From equations (4) and (5), we have:
λ = x / (x + 1) λ = y / (y - 1)
Equating the expressions for λ:
x / (x + 1) = y / (y - 1) x(y - 1) = y(x + 1) xy - x = xy + y -x = y
Substitute y = -x into equation (3):
x² + (-x)² + 2x - 2(-x) + 1 = 0 x² + x² + 2x + 2x + 1 = 0 2x² + 4x + 1 = 0
Using the quadratic formula to solve for x:
x = (-b ± √(b² - 4ac)) / (2a) x = (-4 ± √(4² - 4(2)(1))) / (2(2)) x = (-4 ± √(16 - 8)) / 4 x = (-4 ± √8) / 4 x = (-4 ± 2√2) / 4 x = -1 ± (√2) / 2
So, we have two possible values for x:
x₁ = -1 + (√2) / 2 x₂ = -1 - (√2) / 2
Since y = -x, the corresponding values for y are:
y₁ = 1 - (√2) / 2 y₂ = 1 + (√2) / 2
Thus, the stationary points are:
(-1 + (√2) / 2, 1 - (√2) / 2) (-1 - (√2) / 2, 1 + (√2) / 2)

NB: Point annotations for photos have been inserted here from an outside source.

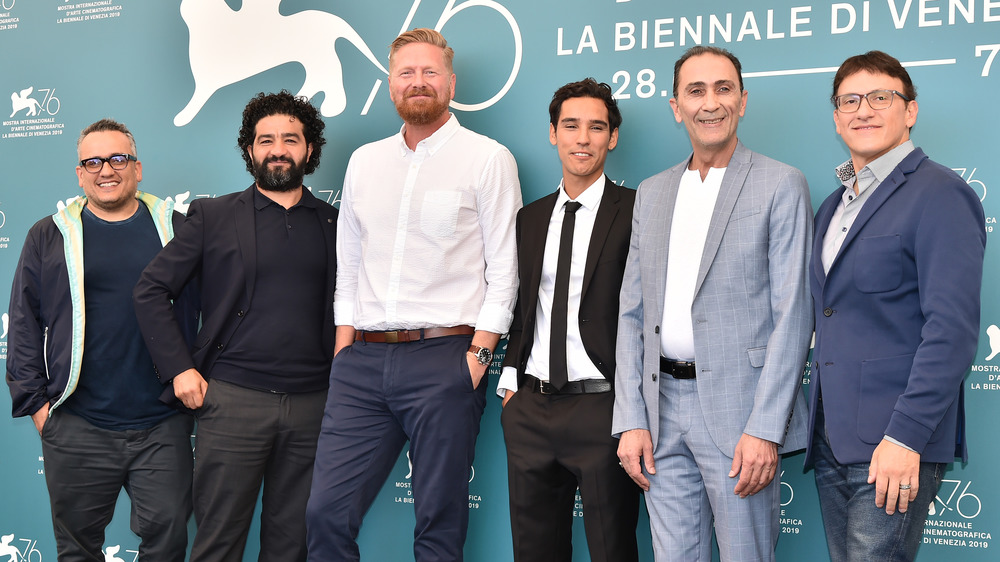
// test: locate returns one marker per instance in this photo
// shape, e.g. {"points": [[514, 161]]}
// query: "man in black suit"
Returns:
{"points": [[257, 378], [558, 380]]}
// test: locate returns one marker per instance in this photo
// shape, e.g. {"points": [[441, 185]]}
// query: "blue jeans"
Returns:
{"points": [[857, 530]]}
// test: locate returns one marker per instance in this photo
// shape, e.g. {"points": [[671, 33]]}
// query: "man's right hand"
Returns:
{"points": [[40, 417], [635, 449], [190, 388]]}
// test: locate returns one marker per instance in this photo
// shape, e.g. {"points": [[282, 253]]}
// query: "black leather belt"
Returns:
{"points": [[588, 386], [678, 369], [406, 336]]}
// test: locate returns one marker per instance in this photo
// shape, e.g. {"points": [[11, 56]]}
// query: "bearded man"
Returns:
{"points": [[257, 377], [426, 283]]}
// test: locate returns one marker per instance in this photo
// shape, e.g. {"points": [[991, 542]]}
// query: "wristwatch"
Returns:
{"points": [[483, 355]]}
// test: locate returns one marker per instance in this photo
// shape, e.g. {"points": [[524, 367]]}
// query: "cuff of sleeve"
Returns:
{"points": [[343, 313], [900, 443], [492, 318], [908, 432], [508, 381]]}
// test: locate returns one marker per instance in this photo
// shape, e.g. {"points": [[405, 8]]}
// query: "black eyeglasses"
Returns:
{"points": [[117, 161], [877, 99]]}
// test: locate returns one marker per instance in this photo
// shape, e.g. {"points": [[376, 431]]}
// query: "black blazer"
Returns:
{"points": [[217, 243], [602, 277]]}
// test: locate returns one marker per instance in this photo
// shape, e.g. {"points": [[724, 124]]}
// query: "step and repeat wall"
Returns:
{"points": [[179, 72]]}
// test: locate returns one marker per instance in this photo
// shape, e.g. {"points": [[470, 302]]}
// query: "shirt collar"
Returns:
{"points": [[881, 167], [432, 143], [590, 199]]}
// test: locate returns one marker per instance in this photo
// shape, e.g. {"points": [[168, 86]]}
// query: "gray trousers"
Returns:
{"points": [[247, 438], [86, 468]]}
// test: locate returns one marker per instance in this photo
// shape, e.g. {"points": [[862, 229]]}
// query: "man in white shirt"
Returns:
{"points": [[714, 328], [426, 283], [558, 376]]}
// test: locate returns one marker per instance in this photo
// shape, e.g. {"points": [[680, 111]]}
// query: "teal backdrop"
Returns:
{"points": [[178, 73]]}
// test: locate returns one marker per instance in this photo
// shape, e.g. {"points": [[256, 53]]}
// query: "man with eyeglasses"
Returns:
{"points": [[896, 272], [78, 365], [257, 376]]}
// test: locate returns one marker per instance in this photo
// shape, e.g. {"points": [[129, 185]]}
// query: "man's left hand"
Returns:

To determine which point minimizes F = x² + y², we can evaluate F at each point:
F(x₁, y₁) = (-1 + (√2) / 2)² + (1 - (√2) / 2)² = 2(1 - (√2) + 1/2) = 2(3/2 - √2) = 3 - 2√2 F(x₂, y₂) = (-1 - (√2) / 2)² + (1 + (√2) / 2)² = 2(1 + (√2) + 1/2) = 2(3/2 + √2) = 3 + 2√2
Since 3 - 2√2 < 3 + 2√2, the stationary point that minimizes F is (-1 + (√2) / 2, 1 - (√2) / 2).
Therefore, the stationary point of the function F = x² + y² subject to the constraint x² + y² + 2x - 2y + 1 = 0 is (-1 + (√2) / 2, 1 - (√2) / 2).